Lipid Droplet Biology and Fatty Liver
Fatty liver, also called hepatic steatosis, has become the most common disease of the liver in the United States. Over 40% of Americans have a fatty liver, which can lead to liver fibrosis, inflammation called hepatitis, cirrhosis and cancer. Moreover, because the liver is a central detoxification organ, it is especially susceptible to damage from alcohol. Most heavy drinkers exhibit fatty liver, referred to as ethanol-induced hepatic steatosis. And 40% to 50% of these people can develop severe, life-threatening disease. The central organelle within the hepatocyte that stores excess fat is the lipid droplet (LD). Scores of different proteins control the formation and utilization of LDs. A deficit in LD breakdown is believed to play a central role in fatty liver disease.
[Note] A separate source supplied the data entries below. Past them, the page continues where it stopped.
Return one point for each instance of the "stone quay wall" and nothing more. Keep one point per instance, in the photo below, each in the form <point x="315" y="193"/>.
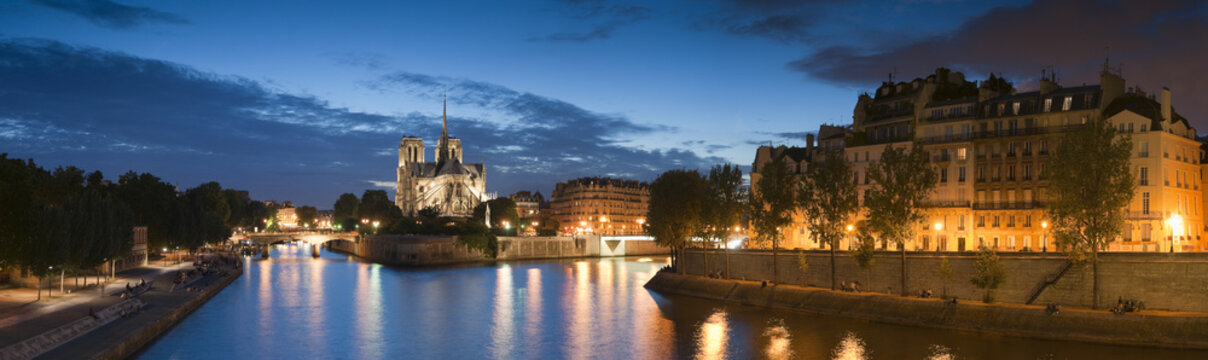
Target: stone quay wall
<point x="1168" y="282"/>
<point x="1153" y="329"/>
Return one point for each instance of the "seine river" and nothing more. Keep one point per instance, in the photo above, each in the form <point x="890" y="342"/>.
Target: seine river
<point x="335" y="307"/>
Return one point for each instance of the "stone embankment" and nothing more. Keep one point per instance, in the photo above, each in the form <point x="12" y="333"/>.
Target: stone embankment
<point x="1146" y="329"/>
<point x="121" y="330"/>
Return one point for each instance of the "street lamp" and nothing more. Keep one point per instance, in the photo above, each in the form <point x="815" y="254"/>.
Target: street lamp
<point x="1044" y="233"/>
<point x="1175" y="224"/>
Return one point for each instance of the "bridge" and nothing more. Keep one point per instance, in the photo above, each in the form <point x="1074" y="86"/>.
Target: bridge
<point x="314" y="238"/>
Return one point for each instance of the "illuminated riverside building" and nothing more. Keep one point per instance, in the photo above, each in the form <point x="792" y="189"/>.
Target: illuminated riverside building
<point x="600" y="205"/>
<point x="991" y="146"/>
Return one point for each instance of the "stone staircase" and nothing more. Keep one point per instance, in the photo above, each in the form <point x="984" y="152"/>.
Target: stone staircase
<point x="50" y="340"/>
<point x="1049" y="280"/>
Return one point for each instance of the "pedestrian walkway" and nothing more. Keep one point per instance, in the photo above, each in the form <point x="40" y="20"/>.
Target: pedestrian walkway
<point x="23" y="315"/>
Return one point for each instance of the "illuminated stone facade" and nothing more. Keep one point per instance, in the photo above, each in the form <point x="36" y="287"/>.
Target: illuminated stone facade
<point x="446" y="185"/>
<point x="600" y="205"/>
<point x="991" y="146"/>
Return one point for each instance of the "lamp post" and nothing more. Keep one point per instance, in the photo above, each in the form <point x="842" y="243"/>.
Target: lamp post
<point x="938" y="227"/>
<point x="849" y="239"/>
<point x="1044" y="233"/>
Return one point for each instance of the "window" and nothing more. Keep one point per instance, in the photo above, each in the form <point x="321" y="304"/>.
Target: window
<point x="1144" y="203"/>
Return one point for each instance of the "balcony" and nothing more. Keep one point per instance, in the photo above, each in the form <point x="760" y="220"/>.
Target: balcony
<point x="946" y="204"/>
<point x="1008" y="205"/>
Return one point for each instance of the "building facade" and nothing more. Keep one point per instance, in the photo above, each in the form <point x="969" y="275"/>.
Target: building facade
<point x="991" y="145"/>
<point x="446" y="185"/>
<point x="600" y="205"/>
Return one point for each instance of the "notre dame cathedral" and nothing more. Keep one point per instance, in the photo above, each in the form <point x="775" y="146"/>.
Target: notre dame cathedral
<point x="447" y="185"/>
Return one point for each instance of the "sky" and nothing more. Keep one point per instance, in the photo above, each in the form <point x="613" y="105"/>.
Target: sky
<point x="305" y="100"/>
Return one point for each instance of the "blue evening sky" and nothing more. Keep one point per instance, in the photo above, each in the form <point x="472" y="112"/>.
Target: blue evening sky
<point x="305" y="100"/>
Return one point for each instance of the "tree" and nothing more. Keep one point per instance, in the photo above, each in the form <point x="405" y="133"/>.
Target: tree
<point x="307" y="215"/>
<point x="674" y="210"/>
<point x="988" y="273"/>
<point x="772" y="203"/>
<point x="503" y="214"/>
<point x="724" y="205"/>
<point x="828" y="197"/>
<point x="945" y="273"/>
<point x="864" y="251"/>
<point x="376" y="205"/>
<point x="1091" y="184"/>
<point x="904" y="179"/>
<point x="346" y="208"/>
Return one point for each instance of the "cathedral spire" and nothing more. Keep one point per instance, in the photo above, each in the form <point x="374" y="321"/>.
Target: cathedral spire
<point x="442" y="154"/>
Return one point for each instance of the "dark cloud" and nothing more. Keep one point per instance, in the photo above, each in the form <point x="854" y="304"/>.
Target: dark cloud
<point x="111" y="15"/>
<point x="541" y="138"/>
<point x="1157" y="42"/>
<point x="111" y="111"/>
<point x="604" y="21"/>
<point x="783" y="21"/>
The Membrane Trafficking in Disease Lab's goals are to define how:
- The hepatocyte targets different catabolic proteins to the LD surface to mediate LD breakdown.
- The mechanisms by which autophagolysosomes engulf LDs in a process, termed lipophagy, mediate catabolism.
- The mechanisms by which LDs-autophagolysosomes-mitochondria interact to expedite lipid catabolism.
- Alcohol alters LD composition, function and breakdown.
- Alcohol alters the association of LD-bound proteins that can contribute to normal fat catabolism and autophagy.